10 Absolute Worst Ways WWE Dragged Out Feuds
3. Triple H: B Show Player
Triple H is probably the smartest politicker in an industry built on it. He knows his way around the sort of pithy promo that makes his opponents look like jabronis; he knew exactly who to forge connections with to advance up the card and the floors of Titan Towers; and he knows exactly when to lose.
That's always the defence cited when determining just how destructive Triple H was when wielding a weapon almost as powerful as Hulk Hogan's WCW creative control clause. Hey, Triple H loses all the time, come on guy. He's no Hogan. Hogan ruined Crow Sting!

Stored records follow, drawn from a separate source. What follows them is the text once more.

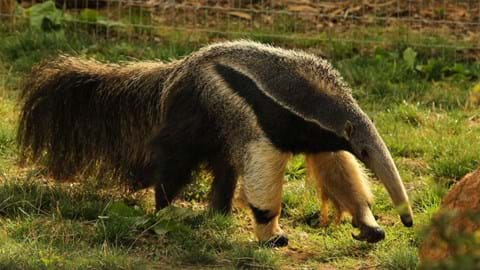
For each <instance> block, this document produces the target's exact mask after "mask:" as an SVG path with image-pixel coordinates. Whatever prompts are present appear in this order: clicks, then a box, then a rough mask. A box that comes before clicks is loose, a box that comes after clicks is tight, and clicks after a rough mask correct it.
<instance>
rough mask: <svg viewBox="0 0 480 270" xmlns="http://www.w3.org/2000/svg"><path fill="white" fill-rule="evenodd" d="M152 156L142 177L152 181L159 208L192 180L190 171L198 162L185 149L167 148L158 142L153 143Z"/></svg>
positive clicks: (170, 198) (177, 192) (155, 199)
mask: <svg viewBox="0 0 480 270" xmlns="http://www.w3.org/2000/svg"><path fill="white" fill-rule="evenodd" d="M152 157H153V159H152V160H153V161H152V163H151V165H150V166H149V167H148V168H146V170H145V171H144V173H143V177H145V178H146V179H151V180H149V181H152V182H154V185H155V204H156V208H157V210H160V209H162V208H164V207H166V206H168V205H169V204H170V203H171V202H172V201H173V200H174V199H175V197H176V196H177V195H178V193H179V192H180V191H181V190H182V189H183V188H184V187H185V186H186V185H187V184H189V183H190V182H191V181H192V171H193V170H194V169H195V167H196V166H197V163H198V162H197V161H196V159H195V158H194V157H193V156H192V155H191V153H190V152H189V151H187V150H186V149H179V148H177V149H169V148H168V147H163V146H162V145H160V144H156V145H155V149H154V153H153V155H152Z"/></svg>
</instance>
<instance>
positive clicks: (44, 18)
mask: <svg viewBox="0 0 480 270" xmlns="http://www.w3.org/2000/svg"><path fill="white" fill-rule="evenodd" d="M27 15H29V18H30V26H31V27H32V28H34V29H37V30H42V31H51V30H55V31H57V30H60V29H61V26H62V23H63V12H62V11H61V10H59V9H57V8H56V7H55V3H54V2H53V1H46V2H43V3H41V4H36V5H33V6H31V7H30V8H29V9H28V10H27Z"/></svg>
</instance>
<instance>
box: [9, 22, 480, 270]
mask: <svg viewBox="0 0 480 270" xmlns="http://www.w3.org/2000/svg"><path fill="white" fill-rule="evenodd" d="M278 27H290V26H289V22H285V25H279V26H278ZM378 31H380V30H378ZM0 38H1V40H2V42H1V43H0V238H1V239H0V269H149V268H160V269H161V268H165V267H167V266H170V267H171V266H173V267H175V268H190V269H197V268H204V269H209V268H212V267H218V268H222V269H223V268H226V269H231V268H241V269H250V268H253V269H275V268H285V267H287V268H307V269H310V268H322V267H330V268H331V267H335V268H339V269H352V268H360V267H370V268H381V269H415V268H416V267H417V265H418V258H417V253H416V249H417V248H418V246H419V243H420V241H421V239H422V237H423V235H422V233H421V231H422V229H423V227H424V226H427V225H428V223H429V219H430V217H431V216H432V214H433V213H434V212H435V210H436V209H437V207H438V205H439V203H440V200H441V198H442V196H443V195H444V194H445V192H446V191H447V189H448V188H449V187H450V186H451V185H452V183H454V182H455V181H457V180H458V179H460V178H461V177H462V176H463V175H464V174H465V173H467V172H469V171H471V170H472V169H474V168H475V167H476V166H478V153H480V142H479V140H478V138H479V137H480V120H479V119H480V117H479V111H478V109H475V108H472V107H469V106H466V104H467V99H468V96H469V93H470V91H471V90H472V88H473V86H474V85H475V84H477V83H478V80H479V78H478V75H475V72H477V74H478V71H479V70H480V68H479V67H480V64H479V63H478V62H476V63H475V62H471V61H470V62H469V61H465V62H458V61H456V60H458V59H456V58H454V57H450V56H449V54H448V53H447V54H443V55H444V56H445V57H442V58H440V57H437V55H436V54H434V53H433V54H432V52H431V51H429V50H421V49H418V48H415V50H416V52H417V56H416V58H415V66H418V67H419V68H418V69H416V68H411V67H410V66H409V65H408V63H407V61H406V59H404V57H403V53H404V51H405V49H406V48H408V47H409V46H408V44H405V43H401V44H399V45H398V46H390V45H388V46H387V45H386V46H384V47H380V48H379V47H377V48H373V49H371V50H364V49H362V48H359V47H357V46H355V45H352V44H347V43H342V42H335V41H330V42H306V41H305V42H304V43H301V40H299V41H296V42H293V43H289V42H288V41H281V40H273V39H271V38H268V37H261V36H254V37H253V38H254V39H257V40H263V41H267V42H273V43H275V44H277V45H284V46H290V47H291V46H297V47H302V48H304V49H308V50H312V51H315V50H321V51H324V52H326V54H327V56H328V57H329V58H331V59H334V63H333V64H334V65H335V66H336V67H337V68H338V69H339V70H340V72H341V73H342V74H343V76H344V77H345V79H346V80H347V81H348V82H349V83H350V84H351V85H352V86H353V89H354V95H355V97H356V98H357V99H358V101H359V103H360V105H361V106H362V107H363V108H364V109H365V110H366V111H367V112H368V114H369V115H370V116H371V117H372V119H374V122H375V124H376V126H377V127H378V129H379V131H380V133H381V134H382V136H383V138H384V140H385V142H386V143H387V145H388V147H389V148H390V150H391V152H392V154H393V156H394V159H395V161H396V163H397V164H398V167H399V170H400V173H401V175H402V177H403V179H404V182H405V184H406V187H407V189H408V191H409V194H410V197H411V199H412V203H413V208H414V211H415V214H416V220H415V222H416V224H417V225H416V226H415V228H414V229H407V228H404V227H403V226H402V225H401V223H400V221H399V218H398V216H397V215H396V214H395V212H394V209H393V207H392V204H391V202H390V199H389V197H388V195H387V194H386V192H385V191H384V189H383V187H382V186H380V185H379V184H378V183H377V182H375V181H374V182H373V185H372V187H373V191H374V194H375V197H376V202H375V204H374V206H373V211H374V213H375V215H376V216H377V217H378V222H379V223H380V224H381V225H382V226H383V227H384V228H385V230H386V234H387V238H386V239H385V241H383V242H381V243H379V244H375V245H369V244H365V243H359V242H357V241H355V240H353V239H352V237H351V233H352V232H354V229H353V228H352V227H351V225H349V224H348V223H342V224H340V225H338V226H337V225H331V226H330V227H328V228H319V227H318V209H319V207H318V202H317V200H316V196H315V193H314V191H313V189H312V187H310V186H309V185H308V184H307V183H306V182H305V179H304V178H305V168H304V164H303V162H304V161H303V158H302V157H301V156H298V157H294V158H293V159H292V160H291V162H290V163H289V165H288V168H287V173H286V183H285V188H284V195H283V212H282V217H281V224H282V226H283V228H284V230H285V231H286V232H287V233H288V234H289V237H290V245H289V247H288V248H283V249H266V248H262V247H260V246H259V245H258V244H257V242H256V241H255V238H254V235H253V230H252V223H251V219H250V215H249V213H248V211H246V210H243V209H235V211H234V214H233V215H232V216H231V217H223V216H219V215H215V214H212V213H210V212H208V211H206V210H205V205H206V203H207V201H208V200H207V197H208V189H209V185H210V184H209V183H210V182H209V181H210V176H209V175H208V174H206V173H198V174H196V175H195V177H196V179H197V181H196V182H195V183H194V184H193V185H192V186H190V187H189V188H188V189H187V190H186V191H185V192H184V193H183V195H182V200H180V202H179V203H178V204H177V205H176V206H175V207H170V208H167V209H165V210H163V211H161V212H159V213H154V211H153V202H152V193H151V192H143V193H142V192H141V193H137V194H131V193H125V192H124V191H123V190H122V188H121V187H115V188H107V187H105V185H101V184H98V182H102V180H101V179H90V180H89V181H86V182H84V183H82V184H77V183H75V184H71V183H52V182H50V181H48V179H47V178H46V177H45V176H44V173H43V171H42V169H41V168H32V167H29V166H27V167H24V166H20V165H21V164H18V163H17V153H16V145H15V129H16V123H17V112H18V108H17V107H16V101H15V100H16V96H17V95H18V88H19V84H20V81H21V77H22V76H24V75H25V74H27V72H28V70H29V69H30V67H31V66H32V65H34V64H35V63H37V62H39V61H41V60H43V59H46V58H48V57H51V56H54V55H56V54H59V53H67V54H75V55H83V56H88V57H94V58H97V59H100V60H105V61H113V62H118V61H125V60H132V59H162V60H167V59H172V58H178V57H181V56H184V55H186V54H188V53H189V52H191V51H193V50H195V49H197V48H198V47H200V46H201V45H202V44H204V43H206V42H207V41H209V40H210V39H211V38H218V35H212V34H198V33H194V34H191V35H186V34H182V33H178V32H173V31H170V32H165V33H163V34H162V35H161V38H160V40H158V41H156V42H154V43H150V42H148V41H141V40H130V41H126V40H124V39H118V40H111V41H108V40H102V39H98V38H97V39H95V38H93V37H92V36H91V35H85V34H79V35H76V36H75V38H72V37H70V36H68V35H66V34H65V32H57V33H55V32H51V33H37V32H32V31H24V32H0ZM432 59H433V60H435V61H436V62H432V61H433V60H432ZM458 65H461V66H462V67H463V71H462V69H459V68H458ZM439 67H441V68H440V71H439V72H440V73H441V74H435V70H437V71H438V70H439V69H438V68H439ZM452 70H456V71H452ZM465 70H467V71H465ZM470 71H471V72H470Z"/></svg>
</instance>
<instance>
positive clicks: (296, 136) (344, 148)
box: [214, 63, 351, 153]
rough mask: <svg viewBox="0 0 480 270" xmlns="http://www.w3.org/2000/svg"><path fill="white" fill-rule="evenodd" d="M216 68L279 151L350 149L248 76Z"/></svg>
mask: <svg viewBox="0 0 480 270" xmlns="http://www.w3.org/2000/svg"><path fill="white" fill-rule="evenodd" d="M214 69H215V71H216V72H217V73H218V74H219V75H220V76H221V77H222V79H223V80H224V81H225V82H226V83H227V85H228V86H229V87H230V89H231V90H232V91H233V92H234V93H236V94H237V95H238V96H240V97H241V98H243V99H244V100H245V102H246V103H247V104H248V105H249V106H250V107H251V108H252V110H253V111H254V113H255V115H256V116H257V119H258V123H259V124H260V126H261V127H262V130H263V131H264V132H265V134H266V135H267V137H268V138H269V139H270V141H271V142H272V143H273V144H274V145H275V146H276V147H277V148H279V149H280V150H282V151H286V152H293V153H301V152H304V153H305V152H310V153H315V152H322V151H338V150H347V151H349V150H351V147H350V144H349V143H348V142H347V141H346V140H345V139H343V138H341V137H338V136H337V135H336V134H334V133H333V132H330V131H328V130H326V129H323V128H321V127H320V126H318V125H316V124H314V123H311V122H308V121H306V120H305V119H303V118H301V117H300V116H298V115H296V114H295V113H293V112H291V111H290V110H288V109H287V108H285V107H282V106H281V105H280V104H278V103H277V102H276V101H275V100H273V99H272V98H270V97H269V96H267V95H266V94H265V93H264V92H263V91H262V89H260V87H259V86H258V85H257V83H256V82H255V80H253V79H252V78H250V77H249V76H248V75H246V74H244V73H242V72H239V71H237V70H235V69H234V68H232V67H230V66H228V65H224V64H220V63H217V64H215V65H214ZM289 85H290V86H289V87H305V86H304V85H303V84H298V85H297V84H296V82H290V83H289ZM283 87H285V86H283ZM304 92H305V91H304ZM292 95H294V94H292ZM297 98H298V97H297ZM292 99H294V98H293V97H292ZM293 102H294V101H293ZM319 106H320V105H319Z"/></svg>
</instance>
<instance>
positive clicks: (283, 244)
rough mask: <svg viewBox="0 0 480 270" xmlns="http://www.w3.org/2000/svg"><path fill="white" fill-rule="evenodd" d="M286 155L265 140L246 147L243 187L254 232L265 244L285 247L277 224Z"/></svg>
mask: <svg viewBox="0 0 480 270" xmlns="http://www.w3.org/2000/svg"><path fill="white" fill-rule="evenodd" d="M289 157H290V155H289V154H285V153H282V152H280V151H278V150H277V149H276V148H274V147H273V146H272V145H271V144H270V143H269V142H266V141H259V142H254V143H251V144H250V145H249V147H248V148H247V155H246V160H245V162H244V165H245V166H244V175H243V181H244V182H243V188H244V192H245V197H246V199H247V202H248V204H249V206H250V208H251V209H252V212H253V216H254V219H255V235H256V236H257V238H258V239H259V240H260V242H262V243H264V244H266V245H268V246H286V245H287V244H288V238H287V236H286V235H285V234H284V232H283V230H282V229H281V228H280V226H279V224H278V219H279V216H280V210H281V202H282V185H283V176H284V171H285V165H286V163H287V161H288V158H289Z"/></svg>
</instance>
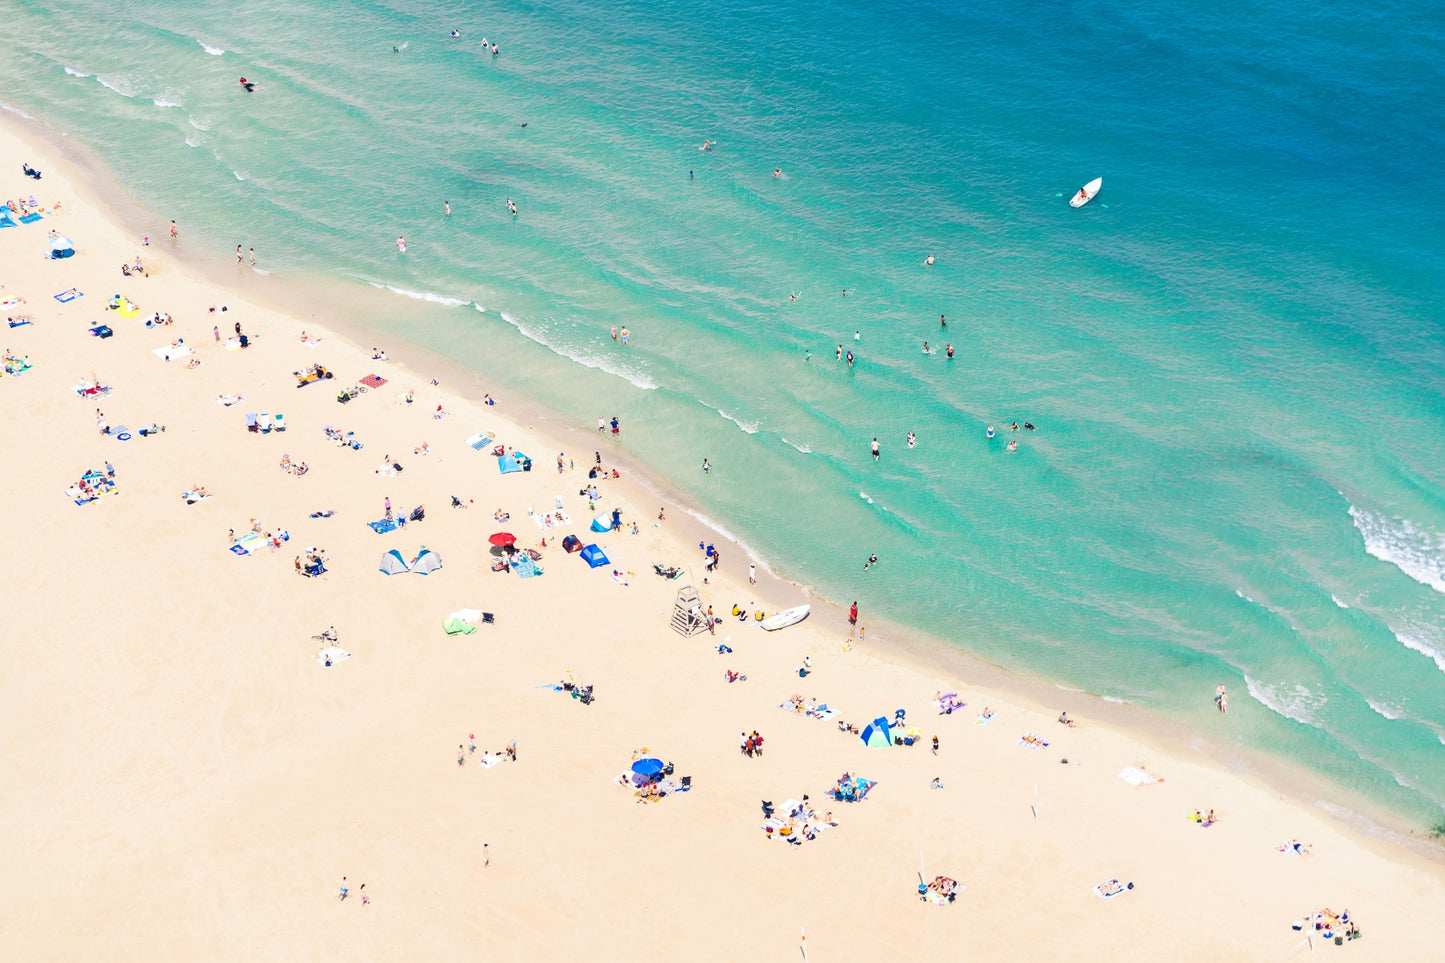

Triple H referred to Daniel Bryan, with some irony, as a B+ Player. If Steve Austin and The Rock were A+, what did that make him? Moreover, Triple H was fiendishly brilliant at doing jobs on B-level pay-per-views, knowing d*mn well-uh that the big shows remain far more vivid in the mind's eye. Nobody really remembers that Randy Orton captured the WWE Title in a strange six-man tag affair at Backlash '09; only that the ruthless killer was rendered toothless on the Grandest Stage.
And nobody remembers Goldberg's "triumph" at Unforgiven, in what was more expose than pro wrestling match, but the glorified stoplight that was SummerSlam 2003's Elimination Chamber main event: a stipulation custom-built for Goldberg's rapid-fire destroyer act and the instant rehabilitation of it. No, Goldberg was scammed out of that to pointlessly stumble towards a 15 minute snooze, pitched as something conclusive, that only met the remit ironically. It conclusively proved Goldberg could not acclimatise to a fixed Game.
Triple H also, helpfully, ruined WWE Sting.